The newspaper notes that in order to reach the 10 percent solar-generation threshold, “it would take about 124 square miles of land – or less than 0.3 percent of Pennsylvania’s total land area – to increase grid-scale solar to” the needed level.
Allow a little context here: It would take a land mass more than two times the City of Pittsburgh’s 58.35 square miles.
Gee, what could go wrong. Hmmm, government attempting to pick an energy “winner” with taxpayer subsidies and, not detailed herein, the predictable grand-scale economic benefits that, gosh darn, never seem to materialize.
State legislators and DEP officials might take note of what’s been going on off the coast of Virginia for an eye-popping object lesson.
Now, in advance, do note there is an apples-and-oranges quotient to what follows. But the overriding lesson is what happens when governments attempt to command markets.
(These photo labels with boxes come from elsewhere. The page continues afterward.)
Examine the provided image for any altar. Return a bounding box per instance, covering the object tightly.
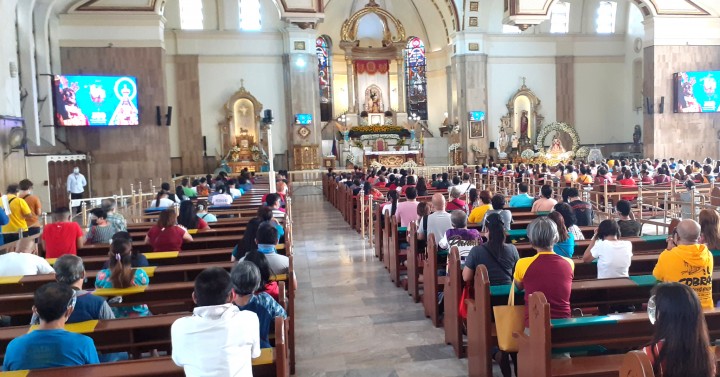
[363,150,420,167]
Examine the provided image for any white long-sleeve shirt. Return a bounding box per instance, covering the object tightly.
[68,173,87,194]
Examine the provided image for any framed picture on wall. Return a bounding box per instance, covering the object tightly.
[468,119,485,139]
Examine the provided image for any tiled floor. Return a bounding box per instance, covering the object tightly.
[293,191,467,377]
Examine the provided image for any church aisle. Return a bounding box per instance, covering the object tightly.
[293,195,467,377]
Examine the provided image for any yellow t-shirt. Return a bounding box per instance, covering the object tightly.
[653,244,715,309]
[2,194,32,233]
[468,204,492,223]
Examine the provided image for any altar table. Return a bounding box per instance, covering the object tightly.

As The Wall Street Journal notes, a legislative mandate by Old Dominion lawmakers requires the state to produce 5,000 megawatts of solar and wind power by 2028.
Apparently at cost and common sense be damned.
As The Journal notes, Dominion Energy, Virginia’s largest utility, plans to spend $300 million to build two wind turbines 27 miles off the coast of Virginia Beach.
But Virginia’s version of the Pennsylvania PUC – the State Corporation Commission – says the aforementioned “demonstration” project and plans to build hundreds more turbines certainly won’t be cost-effective.
To wit, while onshore wind turbines produce electricity at 9.4 cents per kilowatt hour (the cost is 5.6 cents per kilowatt hour for the same amount of solar energy), the wind turbines will cost – drum roll, please – 78 cents per kilowatt hour.
Again, that’s 78 cents per kilowatt hour.
Other offshore wind farms produce the same amount of electricity for 13.1 cents.
But wait, it gets worse: As a Journal editorial detailed, there was no competitive bidding process for the project and those comparative wind farm project costs were not gathered.
Virginia’s State Corporation Commission concluded that “Customers will pay at least $300 million (plus financing costs) to demonstrate a large-scale project that, based on Dominion’s own studies, will not be a competitive option for the next 25 years.”
So, the project was killed, right?
Nope. Because of the legislative mandate that wind power is “in the public interest,” it will proceed.
Whether it’s Pennsylvania, Allegheny County or Pittsburgh officials considering any kind of “green energy” alternatives, sound public policy demands it be truly market-based and cost-effective. Juicing the playing field with public subsidies is a more than tacit admission that solar cannot stand on its own.
The warped view that government subsidies make such projects “cost-effective” (how Orwellian is that?) must be rejected for the perversion it is. For simply put, if public subsidies are “required,” it’s hardly “cost-effective.”